2. Sample size used for the test set and the data provenance (e.g., country of origin of the data, retrospective or prospective):

• Sample Size (Test Set): Not specified. The performance evaluations are described as "in-vitro," implying laboratory testing, but the number of units tested is not provided.
• Data Provenance: The studies are described as "in-vitro performance evaluations," which are laboratory tests. The manufacturer is Terumo Corporation (Ashitaka Factory) in Fujinomiya City, Shizuoka Pref., Japan, suggesting the testing likely occurred in-house or by a contracted lab in Japan. The nature of the tests (e.g., pressure, sterilization) would be considered prospective for the specific purpose of this submission.
• Retrospective or Prospective: Prospective, as these evaluations were conducted to support the 510(k) submission for the device modification.

3. Number of experts used to establish the ground truth for the test set and the qualifications of those experts (e.g., radiologist with 10 years of experience):

• Number of Experts: Not applicable. These were in-vitro engineering and performance tests, not clinical studies requiring expert interpretation of patient data to establish "ground truth."
• Qualifications of Experts: Not applicable.

4. Adjudication method (e.g., 2+1, 3+1, none) for the test set:

• Adjudication Method: Not applicable. This refers to consensus methods for expert interpretation of data, which is not relevant for in-vitro engineering tests.

5. If a multi-reader multi-case (MRMC) comparative effectiveness study was done, If so, what was the effect size of how much human readers improve with AI vs without AI assistance:

• MRMC Study: No, an MRMC study was not done. This device is an oxygenator/reservoir, not an AI-powered diagnostic tool, so such a study would not be relevant.
• Effect Size: Not applicable.

6. If a standalone (i.e. algorithm only without human-in-the loop performance) was done:

• Standalone Performance: Not applicable. This device is not an algorithm or AI system; it's a medical hardware device. The performance evaluations assess the device's physical and functional properties, which is its "standalone" performance in a laboratory setting.

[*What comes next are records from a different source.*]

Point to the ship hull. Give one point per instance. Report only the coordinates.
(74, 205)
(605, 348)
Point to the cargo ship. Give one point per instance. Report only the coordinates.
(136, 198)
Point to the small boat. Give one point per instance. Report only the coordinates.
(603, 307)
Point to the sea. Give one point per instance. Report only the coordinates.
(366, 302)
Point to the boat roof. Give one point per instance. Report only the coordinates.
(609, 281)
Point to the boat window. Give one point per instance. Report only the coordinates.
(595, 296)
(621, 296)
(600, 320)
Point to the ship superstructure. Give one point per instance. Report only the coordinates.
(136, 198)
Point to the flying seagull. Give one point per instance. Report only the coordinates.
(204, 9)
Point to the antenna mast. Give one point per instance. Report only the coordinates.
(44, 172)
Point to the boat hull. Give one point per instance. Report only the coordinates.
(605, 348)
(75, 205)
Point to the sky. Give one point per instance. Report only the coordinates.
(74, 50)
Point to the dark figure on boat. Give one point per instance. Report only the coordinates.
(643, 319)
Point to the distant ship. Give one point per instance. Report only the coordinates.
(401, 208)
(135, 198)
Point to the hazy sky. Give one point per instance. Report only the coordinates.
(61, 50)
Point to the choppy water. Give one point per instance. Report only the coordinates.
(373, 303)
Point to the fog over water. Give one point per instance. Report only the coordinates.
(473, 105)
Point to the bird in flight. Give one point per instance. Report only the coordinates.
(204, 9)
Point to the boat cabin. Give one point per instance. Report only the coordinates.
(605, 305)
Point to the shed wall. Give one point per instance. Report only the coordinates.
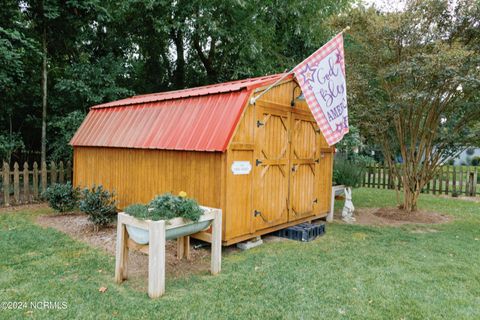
(137, 175)
(286, 144)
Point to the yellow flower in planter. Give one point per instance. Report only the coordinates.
(182, 194)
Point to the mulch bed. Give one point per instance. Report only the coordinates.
(395, 217)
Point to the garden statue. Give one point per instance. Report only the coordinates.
(348, 208)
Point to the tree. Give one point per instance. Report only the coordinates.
(414, 84)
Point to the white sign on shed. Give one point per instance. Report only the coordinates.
(241, 167)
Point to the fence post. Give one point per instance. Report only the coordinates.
(26, 183)
(454, 181)
(53, 172)
(61, 173)
(384, 174)
(35, 180)
(44, 176)
(447, 180)
(461, 180)
(16, 183)
(475, 177)
(6, 184)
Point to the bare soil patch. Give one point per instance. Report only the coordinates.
(23, 207)
(395, 217)
(77, 226)
(463, 198)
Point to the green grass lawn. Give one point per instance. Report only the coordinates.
(353, 272)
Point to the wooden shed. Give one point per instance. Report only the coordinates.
(267, 166)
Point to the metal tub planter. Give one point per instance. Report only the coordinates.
(175, 228)
(149, 237)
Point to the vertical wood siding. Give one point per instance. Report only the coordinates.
(137, 175)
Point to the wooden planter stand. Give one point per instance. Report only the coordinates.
(156, 246)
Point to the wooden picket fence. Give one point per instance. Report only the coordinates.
(453, 180)
(25, 185)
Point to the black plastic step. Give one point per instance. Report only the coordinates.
(302, 232)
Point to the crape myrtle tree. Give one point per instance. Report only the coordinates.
(414, 85)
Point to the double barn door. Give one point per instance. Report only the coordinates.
(288, 164)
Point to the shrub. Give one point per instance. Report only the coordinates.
(349, 172)
(99, 205)
(61, 197)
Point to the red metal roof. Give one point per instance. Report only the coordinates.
(197, 119)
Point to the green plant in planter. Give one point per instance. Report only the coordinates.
(138, 210)
(61, 197)
(99, 204)
(165, 207)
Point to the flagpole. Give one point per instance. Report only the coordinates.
(254, 99)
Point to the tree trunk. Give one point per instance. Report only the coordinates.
(44, 95)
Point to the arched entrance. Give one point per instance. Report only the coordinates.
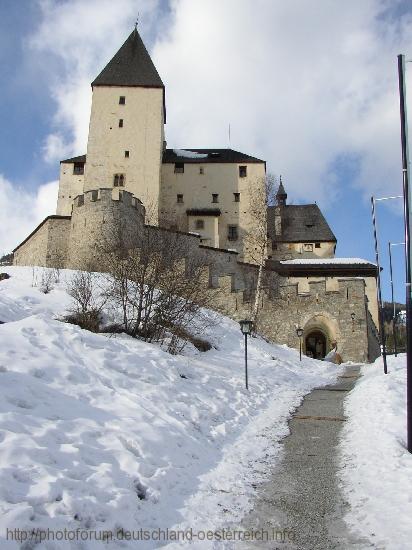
(316, 344)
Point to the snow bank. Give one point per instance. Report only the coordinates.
(110, 433)
(376, 467)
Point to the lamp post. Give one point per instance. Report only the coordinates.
(395, 344)
(407, 209)
(299, 334)
(246, 326)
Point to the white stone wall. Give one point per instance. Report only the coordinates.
(70, 185)
(47, 246)
(197, 189)
(142, 135)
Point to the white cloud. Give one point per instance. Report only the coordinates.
(75, 40)
(304, 85)
(22, 211)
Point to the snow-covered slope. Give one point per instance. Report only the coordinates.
(109, 433)
(376, 467)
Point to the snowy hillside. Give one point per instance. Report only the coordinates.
(102, 432)
(376, 466)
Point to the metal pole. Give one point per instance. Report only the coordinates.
(247, 385)
(407, 211)
(378, 290)
(393, 301)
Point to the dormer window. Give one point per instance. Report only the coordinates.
(118, 180)
(78, 168)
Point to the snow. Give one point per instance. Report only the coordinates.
(189, 154)
(327, 261)
(106, 433)
(376, 467)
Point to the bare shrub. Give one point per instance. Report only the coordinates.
(159, 287)
(88, 301)
(46, 281)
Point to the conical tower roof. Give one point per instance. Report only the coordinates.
(131, 66)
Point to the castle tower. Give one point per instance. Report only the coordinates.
(281, 194)
(126, 132)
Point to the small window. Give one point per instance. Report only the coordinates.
(78, 168)
(232, 234)
(118, 180)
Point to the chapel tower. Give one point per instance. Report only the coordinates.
(126, 132)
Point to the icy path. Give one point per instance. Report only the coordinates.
(301, 504)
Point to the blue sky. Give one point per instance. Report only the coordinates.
(311, 88)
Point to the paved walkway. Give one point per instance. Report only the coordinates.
(302, 495)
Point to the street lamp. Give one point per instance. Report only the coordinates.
(299, 334)
(390, 245)
(246, 326)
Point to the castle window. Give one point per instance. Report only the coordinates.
(118, 180)
(78, 168)
(232, 233)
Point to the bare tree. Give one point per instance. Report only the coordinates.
(159, 286)
(261, 195)
(88, 298)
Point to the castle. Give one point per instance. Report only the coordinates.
(130, 181)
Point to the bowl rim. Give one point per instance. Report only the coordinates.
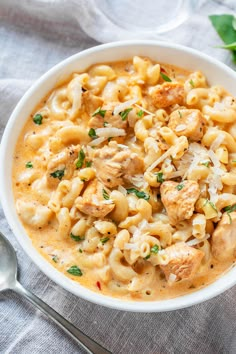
(220, 285)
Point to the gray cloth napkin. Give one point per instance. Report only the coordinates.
(34, 36)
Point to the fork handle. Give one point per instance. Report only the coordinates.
(87, 343)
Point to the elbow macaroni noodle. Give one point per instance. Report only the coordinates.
(103, 174)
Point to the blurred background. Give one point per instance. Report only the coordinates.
(34, 36)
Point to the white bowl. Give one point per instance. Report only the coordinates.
(216, 72)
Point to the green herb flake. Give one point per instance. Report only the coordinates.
(105, 194)
(229, 209)
(99, 112)
(88, 163)
(155, 249)
(180, 186)
(92, 133)
(58, 174)
(211, 204)
(139, 194)
(206, 163)
(104, 240)
(165, 77)
(74, 270)
(192, 83)
(38, 118)
(124, 114)
(147, 257)
(180, 114)
(140, 113)
(81, 158)
(160, 177)
(29, 164)
(55, 259)
(77, 238)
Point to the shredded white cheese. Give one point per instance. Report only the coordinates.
(172, 278)
(160, 159)
(97, 141)
(196, 241)
(121, 107)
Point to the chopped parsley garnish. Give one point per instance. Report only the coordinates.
(140, 113)
(160, 177)
(180, 186)
(38, 119)
(105, 194)
(55, 259)
(180, 114)
(99, 112)
(104, 240)
(81, 158)
(88, 163)
(165, 77)
(207, 163)
(139, 194)
(77, 238)
(211, 204)
(155, 249)
(192, 83)
(58, 174)
(74, 270)
(92, 133)
(29, 164)
(147, 257)
(124, 114)
(229, 209)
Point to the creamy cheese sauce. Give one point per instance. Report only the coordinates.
(138, 265)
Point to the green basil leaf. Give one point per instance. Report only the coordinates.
(81, 158)
(160, 177)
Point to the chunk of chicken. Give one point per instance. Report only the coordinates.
(179, 199)
(183, 261)
(114, 120)
(224, 238)
(187, 122)
(167, 94)
(92, 202)
(62, 165)
(114, 165)
(91, 102)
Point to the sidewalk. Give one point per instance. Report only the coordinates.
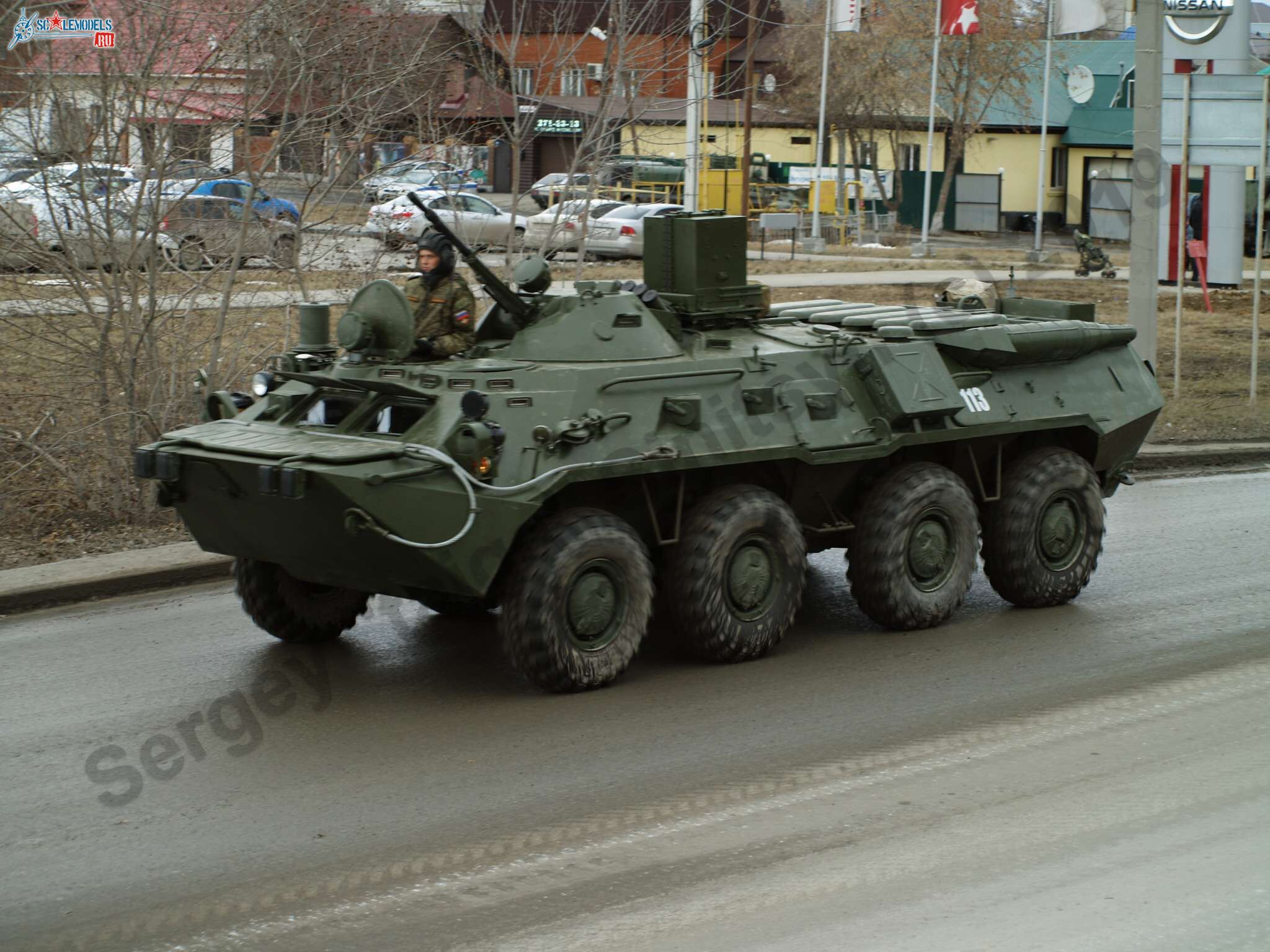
(184, 563)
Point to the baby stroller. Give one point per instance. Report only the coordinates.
(1093, 258)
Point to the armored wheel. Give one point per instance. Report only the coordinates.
(294, 610)
(735, 580)
(1043, 539)
(912, 552)
(445, 603)
(577, 602)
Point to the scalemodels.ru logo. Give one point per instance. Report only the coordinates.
(58, 27)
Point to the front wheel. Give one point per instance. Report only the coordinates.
(912, 551)
(294, 610)
(191, 255)
(578, 602)
(734, 582)
(1043, 537)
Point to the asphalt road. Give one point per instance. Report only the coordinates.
(1089, 777)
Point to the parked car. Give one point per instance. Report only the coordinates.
(19, 235)
(474, 220)
(93, 179)
(205, 230)
(238, 190)
(89, 235)
(388, 174)
(620, 232)
(195, 169)
(558, 229)
(558, 186)
(429, 179)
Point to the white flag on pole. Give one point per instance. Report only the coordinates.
(1078, 15)
(846, 17)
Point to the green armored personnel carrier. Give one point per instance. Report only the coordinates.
(681, 438)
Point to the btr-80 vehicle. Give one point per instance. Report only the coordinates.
(681, 437)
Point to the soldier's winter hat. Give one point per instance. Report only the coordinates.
(441, 247)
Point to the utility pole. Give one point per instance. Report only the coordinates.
(693, 167)
(1147, 170)
(750, 111)
(815, 243)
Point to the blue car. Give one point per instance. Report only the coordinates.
(236, 190)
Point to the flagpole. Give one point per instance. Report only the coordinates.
(1044, 134)
(814, 244)
(923, 249)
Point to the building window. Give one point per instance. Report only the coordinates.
(573, 83)
(1059, 168)
(629, 83)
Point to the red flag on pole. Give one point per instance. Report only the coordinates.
(959, 17)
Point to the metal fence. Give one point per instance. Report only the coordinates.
(858, 229)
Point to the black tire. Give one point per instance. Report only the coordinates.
(285, 254)
(735, 579)
(459, 606)
(190, 255)
(577, 602)
(913, 549)
(1043, 537)
(293, 610)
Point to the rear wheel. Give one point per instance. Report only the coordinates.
(294, 610)
(1043, 537)
(577, 604)
(913, 547)
(191, 255)
(735, 579)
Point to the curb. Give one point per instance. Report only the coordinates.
(1161, 457)
(106, 575)
(184, 563)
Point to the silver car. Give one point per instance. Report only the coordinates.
(474, 220)
(206, 229)
(390, 174)
(620, 232)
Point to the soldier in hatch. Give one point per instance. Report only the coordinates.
(445, 310)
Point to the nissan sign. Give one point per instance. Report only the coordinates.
(1197, 20)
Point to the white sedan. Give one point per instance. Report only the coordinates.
(473, 219)
(559, 227)
(95, 179)
(620, 234)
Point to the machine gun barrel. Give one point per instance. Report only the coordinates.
(502, 295)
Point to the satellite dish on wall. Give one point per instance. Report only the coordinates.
(1080, 84)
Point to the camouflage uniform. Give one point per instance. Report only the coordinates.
(445, 314)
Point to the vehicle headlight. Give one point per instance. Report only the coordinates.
(263, 382)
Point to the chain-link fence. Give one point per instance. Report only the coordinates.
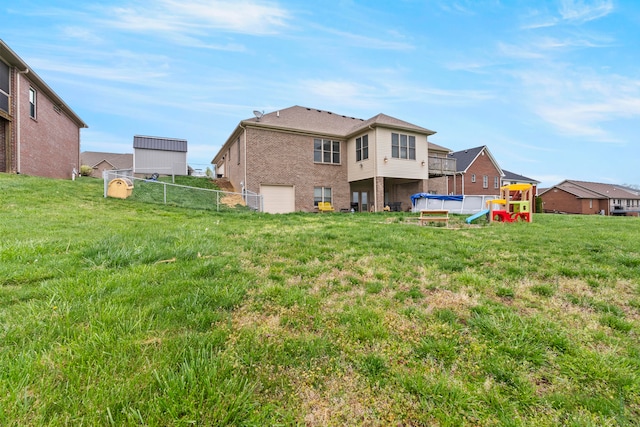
(188, 192)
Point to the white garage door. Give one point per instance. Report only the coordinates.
(278, 198)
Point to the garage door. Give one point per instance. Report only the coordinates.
(278, 198)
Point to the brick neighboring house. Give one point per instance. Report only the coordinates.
(39, 132)
(513, 178)
(100, 161)
(583, 197)
(477, 173)
(297, 157)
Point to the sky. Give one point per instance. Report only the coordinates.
(552, 88)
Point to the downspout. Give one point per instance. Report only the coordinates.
(375, 173)
(18, 97)
(244, 182)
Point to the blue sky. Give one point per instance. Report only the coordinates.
(551, 87)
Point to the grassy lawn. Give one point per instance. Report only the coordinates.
(117, 312)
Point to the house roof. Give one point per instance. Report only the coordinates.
(515, 177)
(160, 143)
(595, 190)
(310, 120)
(14, 60)
(465, 158)
(118, 161)
(320, 122)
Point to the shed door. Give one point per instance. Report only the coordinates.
(278, 198)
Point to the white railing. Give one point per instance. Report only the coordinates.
(468, 204)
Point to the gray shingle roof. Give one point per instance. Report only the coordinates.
(303, 119)
(510, 176)
(159, 143)
(596, 190)
(464, 158)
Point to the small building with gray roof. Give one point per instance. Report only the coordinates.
(164, 156)
(583, 197)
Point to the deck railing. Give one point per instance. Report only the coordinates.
(441, 166)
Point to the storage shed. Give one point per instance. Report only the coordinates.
(165, 156)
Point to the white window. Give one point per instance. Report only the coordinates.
(32, 103)
(403, 146)
(362, 148)
(321, 194)
(326, 151)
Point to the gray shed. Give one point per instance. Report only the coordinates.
(165, 156)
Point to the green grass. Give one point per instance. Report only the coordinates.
(118, 312)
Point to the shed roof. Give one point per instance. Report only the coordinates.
(117, 160)
(160, 143)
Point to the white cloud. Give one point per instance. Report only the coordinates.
(199, 16)
(581, 11)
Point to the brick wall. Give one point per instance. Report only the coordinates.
(50, 144)
(287, 159)
(557, 200)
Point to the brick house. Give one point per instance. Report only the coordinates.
(39, 132)
(99, 161)
(513, 178)
(477, 173)
(298, 157)
(582, 197)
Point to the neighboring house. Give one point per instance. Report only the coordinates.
(298, 157)
(582, 197)
(513, 178)
(39, 132)
(164, 156)
(477, 173)
(101, 162)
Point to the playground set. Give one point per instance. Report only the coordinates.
(514, 204)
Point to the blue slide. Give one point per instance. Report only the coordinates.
(476, 216)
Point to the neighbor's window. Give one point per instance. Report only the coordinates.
(32, 103)
(326, 151)
(403, 146)
(362, 148)
(4, 87)
(321, 194)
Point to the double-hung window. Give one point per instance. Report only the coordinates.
(4, 87)
(403, 146)
(32, 103)
(326, 151)
(321, 194)
(362, 148)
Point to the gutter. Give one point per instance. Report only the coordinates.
(18, 115)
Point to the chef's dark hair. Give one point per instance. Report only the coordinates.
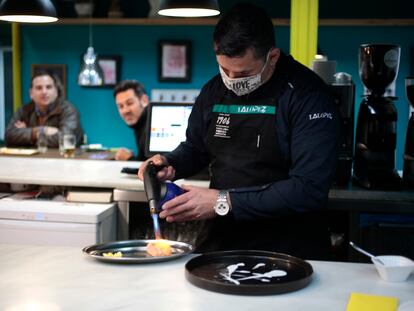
(125, 85)
(53, 76)
(244, 26)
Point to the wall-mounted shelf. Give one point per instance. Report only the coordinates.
(213, 21)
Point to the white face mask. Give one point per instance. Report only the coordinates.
(245, 85)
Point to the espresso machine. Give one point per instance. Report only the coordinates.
(343, 92)
(408, 173)
(376, 131)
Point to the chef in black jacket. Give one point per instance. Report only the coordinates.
(268, 130)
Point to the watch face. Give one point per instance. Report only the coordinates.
(221, 208)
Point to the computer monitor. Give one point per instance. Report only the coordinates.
(166, 126)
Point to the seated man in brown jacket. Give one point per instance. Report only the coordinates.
(48, 110)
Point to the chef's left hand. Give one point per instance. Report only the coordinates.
(195, 204)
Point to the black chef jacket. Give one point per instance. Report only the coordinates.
(285, 215)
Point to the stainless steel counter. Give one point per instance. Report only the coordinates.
(62, 278)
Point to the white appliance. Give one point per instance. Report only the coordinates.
(41, 222)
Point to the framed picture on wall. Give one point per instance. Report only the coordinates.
(111, 68)
(58, 70)
(174, 63)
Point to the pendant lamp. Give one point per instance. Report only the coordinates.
(28, 11)
(90, 73)
(188, 8)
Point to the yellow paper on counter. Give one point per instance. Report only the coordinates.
(364, 302)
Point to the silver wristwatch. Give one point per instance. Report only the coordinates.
(222, 206)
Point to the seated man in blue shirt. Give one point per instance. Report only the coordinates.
(132, 101)
(47, 111)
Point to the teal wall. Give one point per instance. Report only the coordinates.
(137, 46)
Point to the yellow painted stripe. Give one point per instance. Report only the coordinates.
(17, 77)
(304, 30)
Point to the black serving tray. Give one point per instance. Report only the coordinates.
(248, 272)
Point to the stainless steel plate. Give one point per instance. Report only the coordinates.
(135, 251)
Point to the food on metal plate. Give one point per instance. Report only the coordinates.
(159, 248)
(117, 254)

7. The type of ground truth used (expert consensus, pathology, outcomes data, etc.):

• Type of Ground Truth: For the in-vitro performance evaluations, the "ground truth" would be established engineering specifications, validated test methods, and industry standards for medical device performance (e.g., pressure measurements, sterility levels, biocompatibility standards).

8. The sample size for the training set:

• Sample Size (Training Set): Not applicable. This is not an AI/machine learning device that requires a training set. The device's design and materials are based on established engineering principles and prior validated devices.

9. How the ground truth for the training set was established:

• Ground Truth for Training Set: Not applicable, as there is no training set for this type of device. The "ground truth" for the device's design and manufacturing is based on established medical device standards and the performance of its predicate device.